Object Oriented Programming doesn't need Encapsulation
Note: I use the term ‘Encapsulation’ as a language mechanism for restricting access to some of the object’s components. Others might call this ‘information hiding’.
Traditional Object Oriented Programming
In every object orientend programming course or book that I know, you get introduced to a concept called encapsulation. Encapsulation is a technique that allows you to protect implementation details while exposing only the interface. The advantage is that the rest of the code can only use the interface, and therefore is not dependent on the hidden implementation.
The thought behind the whole idea of encapsulation is that when implementing a class, you protect it against misuse. You make sure that the user can’t break it. You have total control over your class, and the user can only use that what you allow him to use. Another advantage is that providing a stable interface will protect implementation details that are likely to change, and therefore limiting interdependencies between software components. That is, it forces the users to do so.
Most Object Oriented programmers totally agree with all of the above, and I used to too. But that was until I met python.
OOP without Encapsulation?
Python supports Object Oriented Programming, but it doesn’t support encapsulation. Now how is that possible? Various OO programmers asked the same question in the python user group, and the end conclusion is pretty simple: you don’t need encapsulation for OO. In python everything is public, you just put and underscore before members or methods that are not part of the interface. If the user is going to use them, it’s at their own risk. Python programmers refer to it as “encapsulation by convention rather than enforcement”. But essentially it’s not encapsulation or data hiding at all. If you ask yourself why this would be an improvement, you probably don’t know that in some rare cases, it is necessary to access the implementation. Let me explain below.

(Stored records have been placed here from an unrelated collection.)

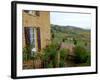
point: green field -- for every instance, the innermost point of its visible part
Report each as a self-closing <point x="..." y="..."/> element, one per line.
<point x="75" y="36"/>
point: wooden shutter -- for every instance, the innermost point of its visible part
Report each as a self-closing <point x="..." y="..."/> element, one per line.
<point x="27" y="36"/>
<point x="39" y="39"/>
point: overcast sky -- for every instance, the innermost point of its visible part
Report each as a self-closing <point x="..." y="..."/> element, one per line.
<point x="72" y="19"/>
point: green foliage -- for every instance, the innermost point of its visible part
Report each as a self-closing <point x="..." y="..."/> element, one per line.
<point x="81" y="54"/>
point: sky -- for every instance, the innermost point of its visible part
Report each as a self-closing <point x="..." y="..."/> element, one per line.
<point x="73" y="19"/>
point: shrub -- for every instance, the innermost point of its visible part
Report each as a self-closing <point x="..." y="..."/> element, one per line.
<point x="81" y="55"/>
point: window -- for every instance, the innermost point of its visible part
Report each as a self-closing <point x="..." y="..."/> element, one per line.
<point x="30" y="38"/>
<point x="32" y="35"/>
<point x="31" y="12"/>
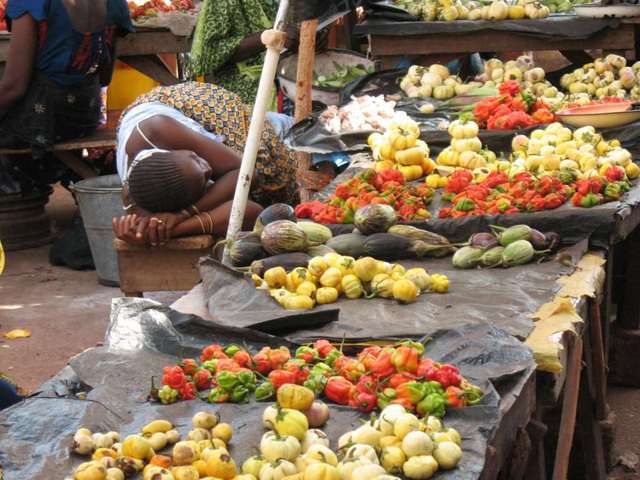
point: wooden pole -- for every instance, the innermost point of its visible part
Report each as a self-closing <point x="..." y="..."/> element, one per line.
<point x="304" y="85"/>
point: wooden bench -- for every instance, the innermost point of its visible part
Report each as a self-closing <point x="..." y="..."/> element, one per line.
<point x="70" y="152"/>
<point x="169" y="268"/>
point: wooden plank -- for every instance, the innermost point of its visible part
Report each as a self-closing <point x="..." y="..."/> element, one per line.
<point x="152" y="66"/>
<point x="152" y="43"/>
<point x="101" y="138"/>
<point x="622" y="38"/>
<point x="195" y="242"/>
<point x="159" y="270"/>
<point x="569" y="410"/>
<point x="304" y="86"/>
<point x="76" y="164"/>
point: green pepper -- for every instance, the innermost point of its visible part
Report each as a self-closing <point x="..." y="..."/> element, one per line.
<point x="217" y="395"/>
<point x="231" y="349"/>
<point x="333" y="356"/>
<point x="385" y="397"/>
<point x="316" y="383"/>
<point x="265" y="391"/>
<point x="321" y="369"/>
<point x="227" y="380"/>
<point x="433" y="404"/>
<point x="167" y="395"/>
<point x="210" y="365"/>
<point x="240" y="394"/>
<point x="415" y="345"/>
<point x="247" y="378"/>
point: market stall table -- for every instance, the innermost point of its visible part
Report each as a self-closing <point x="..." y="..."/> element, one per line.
<point x="391" y="40"/>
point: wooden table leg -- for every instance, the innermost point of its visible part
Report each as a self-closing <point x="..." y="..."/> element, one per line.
<point x="590" y="432"/>
<point x="598" y="359"/>
<point x="569" y="409"/>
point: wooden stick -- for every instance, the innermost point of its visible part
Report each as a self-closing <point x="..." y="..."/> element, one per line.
<point x="569" y="410"/>
<point x="304" y="85"/>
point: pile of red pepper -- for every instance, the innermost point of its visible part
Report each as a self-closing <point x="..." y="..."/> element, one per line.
<point x="596" y="191"/>
<point x="369" y="187"/>
<point x="153" y="7"/>
<point x="512" y="109"/>
<point x="376" y="377"/>
<point x="498" y="194"/>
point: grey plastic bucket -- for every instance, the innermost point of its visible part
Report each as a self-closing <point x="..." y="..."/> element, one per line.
<point x="100" y="200"/>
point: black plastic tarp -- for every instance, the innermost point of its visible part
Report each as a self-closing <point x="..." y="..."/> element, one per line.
<point x="383" y="21"/>
<point x="36" y="435"/>
<point x="599" y="223"/>
<point x="501" y="297"/>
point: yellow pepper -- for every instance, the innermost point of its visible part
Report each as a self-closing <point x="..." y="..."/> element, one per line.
<point x="439" y="283"/>
<point x="411" y="173"/>
<point x="410" y="156"/>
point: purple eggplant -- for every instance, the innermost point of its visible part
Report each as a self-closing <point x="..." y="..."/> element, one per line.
<point x="483" y="240"/>
<point x="538" y="240"/>
<point x="553" y="241"/>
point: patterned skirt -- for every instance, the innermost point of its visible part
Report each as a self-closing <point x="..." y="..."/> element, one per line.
<point x="223" y="113"/>
<point x="48" y="114"/>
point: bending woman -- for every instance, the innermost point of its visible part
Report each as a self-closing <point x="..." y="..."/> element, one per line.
<point x="179" y="154"/>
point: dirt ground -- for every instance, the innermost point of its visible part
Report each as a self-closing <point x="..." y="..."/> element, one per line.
<point x="68" y="311"/>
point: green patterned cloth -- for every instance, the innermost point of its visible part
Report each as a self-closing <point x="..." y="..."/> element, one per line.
<point x="222" y="25"/>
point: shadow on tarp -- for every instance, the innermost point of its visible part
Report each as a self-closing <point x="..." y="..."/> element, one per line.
<point x="36" y="435"/>
<point x="500" y="297"/>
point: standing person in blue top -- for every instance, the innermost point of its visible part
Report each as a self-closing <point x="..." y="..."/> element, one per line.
<point x="61" y="54"/>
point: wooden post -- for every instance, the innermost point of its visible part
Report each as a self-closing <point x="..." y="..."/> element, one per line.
<point x="304" y="85"/>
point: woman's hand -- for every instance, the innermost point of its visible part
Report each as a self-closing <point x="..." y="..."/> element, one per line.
<point x="127" y="228"/>
<point x="160" y="226"/>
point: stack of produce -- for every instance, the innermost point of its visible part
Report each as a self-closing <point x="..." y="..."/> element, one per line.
<point x="604" y="77"/>
<point x="376" y="377"/>
<point x="386" y="187"/>
<point x="364" y="113"/>
<point x="448" y="10"/>
<point x="153" y="8"/>
<point x="422" y="82"/>
<point x="343" y="76"/>
<point x="466" y="149"/>
<point x="513" y="109"/>
<point x="582" y="153"/>
<point x="506" y="247"/>
<point x="327" y="277"/>
<point x="400" y="148"/>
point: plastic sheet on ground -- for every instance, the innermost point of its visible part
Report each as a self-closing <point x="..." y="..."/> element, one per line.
<point x="503" y="298"/>
<point x="35" y="435"/>
<point x="599" y="223"/>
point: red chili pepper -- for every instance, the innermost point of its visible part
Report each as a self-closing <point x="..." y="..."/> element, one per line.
<point x="455" y="397"/>
<point x="202" y="379"/>
<point x="323" y="347"/>
<point x="405" y="359"/>
<point x="174" y="377"/>
<point x="211" y="352"/>
<point x="339" y="390"/>
<point x="367" y="384"/>
<point x="188" y="391"/>
<point x="382" y="366"/>
<point x="398" y="379"/>
<point x="446" y="375"/>
<point x="189" y="366"/>
<point x="364" y="401"/>
<point x="243" y="358"/>
<point x="280" y="377"/>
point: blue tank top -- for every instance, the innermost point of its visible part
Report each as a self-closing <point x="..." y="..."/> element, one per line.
<point x="65" y="55"/>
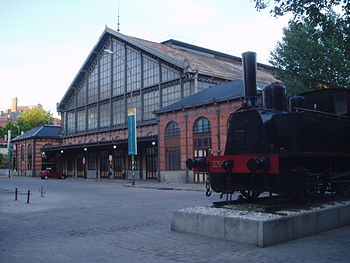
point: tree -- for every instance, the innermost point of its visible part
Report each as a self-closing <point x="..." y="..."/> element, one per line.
<point x="310" y="57"/>
<point x="315" y="11"/>
<point x="15" y="129"/>
<point x="34" y="117"/>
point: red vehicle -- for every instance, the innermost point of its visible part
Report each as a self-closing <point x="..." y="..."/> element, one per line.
<point x="52" y="174"/>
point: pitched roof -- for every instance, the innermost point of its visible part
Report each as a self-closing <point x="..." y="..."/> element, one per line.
<point x="218" y="93"/>
<point x="46" y="131"/>
<point x="188" y="57"/>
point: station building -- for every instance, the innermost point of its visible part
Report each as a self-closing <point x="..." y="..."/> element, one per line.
<point x="183" y="95"/>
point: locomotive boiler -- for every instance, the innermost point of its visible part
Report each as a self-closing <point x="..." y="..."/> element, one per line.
<point x="303" y="148"/>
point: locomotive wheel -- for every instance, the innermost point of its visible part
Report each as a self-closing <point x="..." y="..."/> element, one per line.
<point x="250" y="194"/>
<point x="343" y="189"/>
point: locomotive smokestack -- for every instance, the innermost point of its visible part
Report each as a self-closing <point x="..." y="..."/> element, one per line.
<point x="249" y="78"/>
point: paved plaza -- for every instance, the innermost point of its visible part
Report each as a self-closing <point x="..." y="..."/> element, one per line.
<point x="112" y="221"/>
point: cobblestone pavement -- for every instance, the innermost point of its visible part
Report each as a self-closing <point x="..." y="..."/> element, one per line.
<point x="105" y="221"/>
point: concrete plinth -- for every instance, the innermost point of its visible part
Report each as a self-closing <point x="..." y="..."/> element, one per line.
<point x="260" y="229"/>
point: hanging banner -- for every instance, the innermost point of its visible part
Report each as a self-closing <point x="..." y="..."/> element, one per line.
<point x="132" y="140"/>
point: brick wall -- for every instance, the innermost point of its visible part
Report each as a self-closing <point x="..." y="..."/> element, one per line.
<point x="217" y="115"/>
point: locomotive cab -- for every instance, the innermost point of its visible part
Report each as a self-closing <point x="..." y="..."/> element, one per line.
<point x="270" y="149"/>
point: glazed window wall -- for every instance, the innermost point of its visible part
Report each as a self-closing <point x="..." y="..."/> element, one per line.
<point x="172" y="147"/>
<point x="92" y="118"/>
<point x="71" y="122"/>
<point x="105" y="76"/>
<point x="169" y="74"/>
<point x="81" y="95"/>
<point x="81" y="120"/>
<point x="171" y="94"/>
<point x="118" y="112"/>
<point x="135" y="102"/>
<point x="104" y="115"/>
<point x="92" y="85"/>
<point x="187" y="89"/>
<point x="134" y="70"/>
<point x="150" y="72"/>
<point x="30" y="157"/>
<point x="118" y="68"/>
<point x="203" y="85"/>
<point x="151" y="103"/>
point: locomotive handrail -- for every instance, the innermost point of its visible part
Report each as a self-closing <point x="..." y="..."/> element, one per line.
<point x="320" y="112"/>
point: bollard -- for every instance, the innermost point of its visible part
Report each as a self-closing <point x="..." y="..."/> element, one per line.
<point x="42" y="191"/>
<point x="28" y="196"/>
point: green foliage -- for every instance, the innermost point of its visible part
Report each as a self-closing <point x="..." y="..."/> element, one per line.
<point x="315" y="11"/>
<point x="34" y="117"/>
<point x="312" y="57"/>
<point x="10" y="126"/>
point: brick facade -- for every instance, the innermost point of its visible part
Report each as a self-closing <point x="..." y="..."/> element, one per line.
<point x="23" y="149"/>
<point x="218" y="115"/>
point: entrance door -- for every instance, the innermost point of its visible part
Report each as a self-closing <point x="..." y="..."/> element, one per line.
<point x="70" y="166"/>
<point x="200" y="177"/>
<point x="151" y="162"/>
<point x="80" y="166"/>
<point x="104" y="164"/>
<point x="119" y="164"/>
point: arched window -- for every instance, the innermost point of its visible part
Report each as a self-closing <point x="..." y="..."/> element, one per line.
<point x="202" y="125"/>
<point x="172" y="130"/>
<point x="172" y="146"/>
<point x="202" y="134"/>
<point x="201" y="143"/>
<point x="30" y="156"/>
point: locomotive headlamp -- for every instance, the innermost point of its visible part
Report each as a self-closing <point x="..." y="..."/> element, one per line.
<point x="258" y="164"/>
<point x="228" y="164"/>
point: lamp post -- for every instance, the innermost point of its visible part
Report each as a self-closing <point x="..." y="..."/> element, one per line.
<point x="9" y="150"/>
<point x="132" y="133"/>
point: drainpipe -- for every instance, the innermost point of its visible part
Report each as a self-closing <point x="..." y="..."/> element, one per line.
<point x="187" y="179"/>
<point x="33" y="159"/>
<point x="158" y="153"/>
<point x="219" y="129"/>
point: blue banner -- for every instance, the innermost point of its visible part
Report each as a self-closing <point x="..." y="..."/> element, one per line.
<point x="132" y="140"/>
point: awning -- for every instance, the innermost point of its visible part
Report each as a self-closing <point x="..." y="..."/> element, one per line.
<point x="99" y="145"/>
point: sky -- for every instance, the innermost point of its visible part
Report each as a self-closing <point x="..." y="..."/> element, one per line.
<point x="43" y="43"/>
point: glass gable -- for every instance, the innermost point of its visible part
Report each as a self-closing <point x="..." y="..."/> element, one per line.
<point x="171" y="95"/>
<point x="169" y="74"/>
<point x="151" y="103"/>
<point x="92" y="118"/>
<point x="105" y="76"/>
<point x="118" y="68"/>
<point x="81" y="118"/>
<point x="104" y="115"/>
<point x="150" y="72"/>
<point x="118" y="112"/>
<point x="92" y="85"/>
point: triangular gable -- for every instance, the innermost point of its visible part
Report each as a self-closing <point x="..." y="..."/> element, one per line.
<point x="146" y="46"/>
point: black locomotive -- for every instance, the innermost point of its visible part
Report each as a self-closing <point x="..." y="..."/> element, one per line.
<point x="304" y="149"/>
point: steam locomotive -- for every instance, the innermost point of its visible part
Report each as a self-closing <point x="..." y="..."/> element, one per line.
<point x="304" y="149"/>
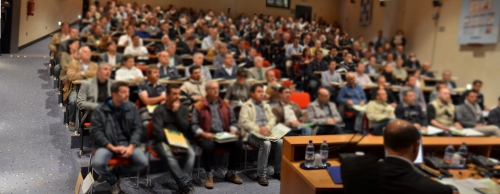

Using the ‘computer’ metaphor
I have this computer on my desk, and it’s a nice piece of engineering. It has a public interface which is clean and simple; On the front it has 2 buttons “Power” and “Reset”, and a few leds to show if it’s on or if the hard disk is accessed. On the back it has connectors where I can plug in the power, network, keyboard, mouse, screen, etc. .
When it’s broken or I want to upgrade, I can just buy a new one and it will provide me with the same interface.
What my computer doesn’t use, is proper encapsulation. Remember that encapsulation is restricting access to some of the underlying components. But with my computer, I can pop open the hood and do anything I want. The hardware manufacturer didn’t restrict my access to the underlying components, and I’m glad he didn’t. The thing is, when I open the computer case, I know 2 things:
- I might break stuff
- Components inside the computer will probably change when I buy a new one.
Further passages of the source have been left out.